Mingus was a classically trained bassist. He was steeped in the traditions of jazz, as befits an artist whose early career in Los Angeles saw him work as the bassist in bands led by Louis Armstrong, Lionel Hampton, Dinah Washington and Kid Ory.

He moved to New York in 1951 to broaden his musical horizons. Much in demand, Mingus collaborated with Charlie Parker, Miles Davis, Max Roach, Art Tatum and Duke Ellington, then established himself as a formidable band leader in his own right. He also founded his own record label so he could keep control of his work.

An astute judge of young talent, Mingus hired and nurtured many future jazz stars.

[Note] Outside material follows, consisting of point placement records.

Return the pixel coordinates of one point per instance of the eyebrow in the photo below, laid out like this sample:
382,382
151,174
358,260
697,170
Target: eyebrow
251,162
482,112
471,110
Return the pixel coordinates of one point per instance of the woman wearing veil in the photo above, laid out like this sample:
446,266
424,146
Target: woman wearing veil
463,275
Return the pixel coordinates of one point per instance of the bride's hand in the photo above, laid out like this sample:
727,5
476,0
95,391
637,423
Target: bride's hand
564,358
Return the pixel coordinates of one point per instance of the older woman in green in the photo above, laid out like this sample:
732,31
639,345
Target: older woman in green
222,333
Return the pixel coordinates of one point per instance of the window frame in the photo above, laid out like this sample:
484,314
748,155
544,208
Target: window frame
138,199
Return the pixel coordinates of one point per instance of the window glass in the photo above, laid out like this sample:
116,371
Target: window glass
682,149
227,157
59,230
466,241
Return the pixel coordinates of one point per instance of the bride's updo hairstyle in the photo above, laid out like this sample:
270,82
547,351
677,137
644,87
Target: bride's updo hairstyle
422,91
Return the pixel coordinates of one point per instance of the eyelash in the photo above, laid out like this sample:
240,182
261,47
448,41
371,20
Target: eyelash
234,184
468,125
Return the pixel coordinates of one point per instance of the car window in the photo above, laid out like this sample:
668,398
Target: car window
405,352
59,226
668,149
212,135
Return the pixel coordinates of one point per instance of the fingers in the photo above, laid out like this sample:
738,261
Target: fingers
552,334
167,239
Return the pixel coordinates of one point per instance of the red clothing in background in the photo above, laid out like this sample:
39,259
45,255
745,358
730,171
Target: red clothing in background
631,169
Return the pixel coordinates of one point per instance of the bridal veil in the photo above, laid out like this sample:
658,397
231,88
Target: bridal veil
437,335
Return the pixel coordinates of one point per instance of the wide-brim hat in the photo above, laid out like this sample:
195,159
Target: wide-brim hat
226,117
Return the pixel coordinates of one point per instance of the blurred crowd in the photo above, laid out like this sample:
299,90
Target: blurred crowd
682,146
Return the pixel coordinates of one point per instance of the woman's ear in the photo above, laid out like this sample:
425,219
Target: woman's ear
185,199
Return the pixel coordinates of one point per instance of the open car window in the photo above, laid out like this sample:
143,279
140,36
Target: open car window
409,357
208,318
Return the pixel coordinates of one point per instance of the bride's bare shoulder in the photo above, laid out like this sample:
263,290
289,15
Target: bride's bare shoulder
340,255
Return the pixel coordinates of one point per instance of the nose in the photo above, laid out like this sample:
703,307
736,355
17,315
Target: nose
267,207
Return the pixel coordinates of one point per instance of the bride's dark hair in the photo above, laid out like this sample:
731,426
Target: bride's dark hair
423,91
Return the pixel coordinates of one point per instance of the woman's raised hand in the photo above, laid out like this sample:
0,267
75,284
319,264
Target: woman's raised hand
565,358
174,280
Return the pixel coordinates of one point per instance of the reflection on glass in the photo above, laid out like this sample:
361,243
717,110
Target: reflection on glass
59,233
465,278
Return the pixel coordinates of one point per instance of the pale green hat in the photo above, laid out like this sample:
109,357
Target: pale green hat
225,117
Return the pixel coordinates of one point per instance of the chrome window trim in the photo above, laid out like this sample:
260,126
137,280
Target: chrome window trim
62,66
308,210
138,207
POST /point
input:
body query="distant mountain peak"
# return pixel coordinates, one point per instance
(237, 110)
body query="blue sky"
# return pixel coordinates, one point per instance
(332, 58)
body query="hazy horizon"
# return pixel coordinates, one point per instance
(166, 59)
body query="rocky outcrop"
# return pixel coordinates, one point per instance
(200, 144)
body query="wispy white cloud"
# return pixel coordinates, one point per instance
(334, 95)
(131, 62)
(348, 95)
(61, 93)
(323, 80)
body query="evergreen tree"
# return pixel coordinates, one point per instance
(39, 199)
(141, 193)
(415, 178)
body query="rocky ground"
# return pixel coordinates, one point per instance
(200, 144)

They included saxophonists McPherson, Eric Dolphy, Rahsaan Roland Kirk and Hamiet Bluiett; pianists Paul Bley, Jaki Byard, Mal Waldron, Horace Parlan and Don Pullen, trumpeters Lonnie Hillyer, Jon Faddis and Jack Walrath; and dozens more.

The Jazz Workshop, the name Mingus used for many of the bands he led in the 1950s, lived up to its name. His rotating cast of musicians were encouraged — make that, required — to push themselves each night, often playing brand new music that Mingus was just teaching them at the time. It was daring approach that helped change the shape of jazz to come.

“Mingus was a revolutionary,” drum legend Roach said in a 1993 Union-Tribune interview. “He was as honest as the day is long. If things weren’t right, he would react with every fiber of his body.”

Mingus, Roach and Ellington teamed up for “The Money Jungle,” a landmark 1962 trio album. During its recording, Mingus demonstrated how volatile he could be if slighted — and how tender he could be underneath his brooding exterior.

“When Mingus and I walked in the studio the day before the record date,” Roach recalled, “Duke said: ‘Just think of me as the poor man’s Bud Powell (the bebop pianist).’ And the next day he blew us out of the studio!

“We’d forgotten that Duke and (Count) Basie came from that stride piano tradition where they played bass (lines on the keyboard) over everything. Duke came from that tradition and when he started smothering the bass lines, Mingus got so upset he packed up his bass and walked out.

“They beseeched Duke to get him back, so he went out — I followed him — and he said: ‘Mingus, you sound fabulous.’ And Mingus started crying and came back in and finished the date.”

Ellington, Parker, Thelonious Monk and Jellyroll Morton were some of Mingus’ most significant jazz inspirations, and he referenced them in his own music. But his biggest impact came as a band leader and composer who was equally well versed in the works of such visionary contemporary classical composers as Béla Bartok and Paul Hindemith.

As the leader of his own bands, Mingus built on those traditions to create a body of work that constantly pushed forward into new terrain. His goal, as he once described it, was to create music “as varied as my feelings are, or the world is.”

“And that,” McPherson said, “is what Mingus did.”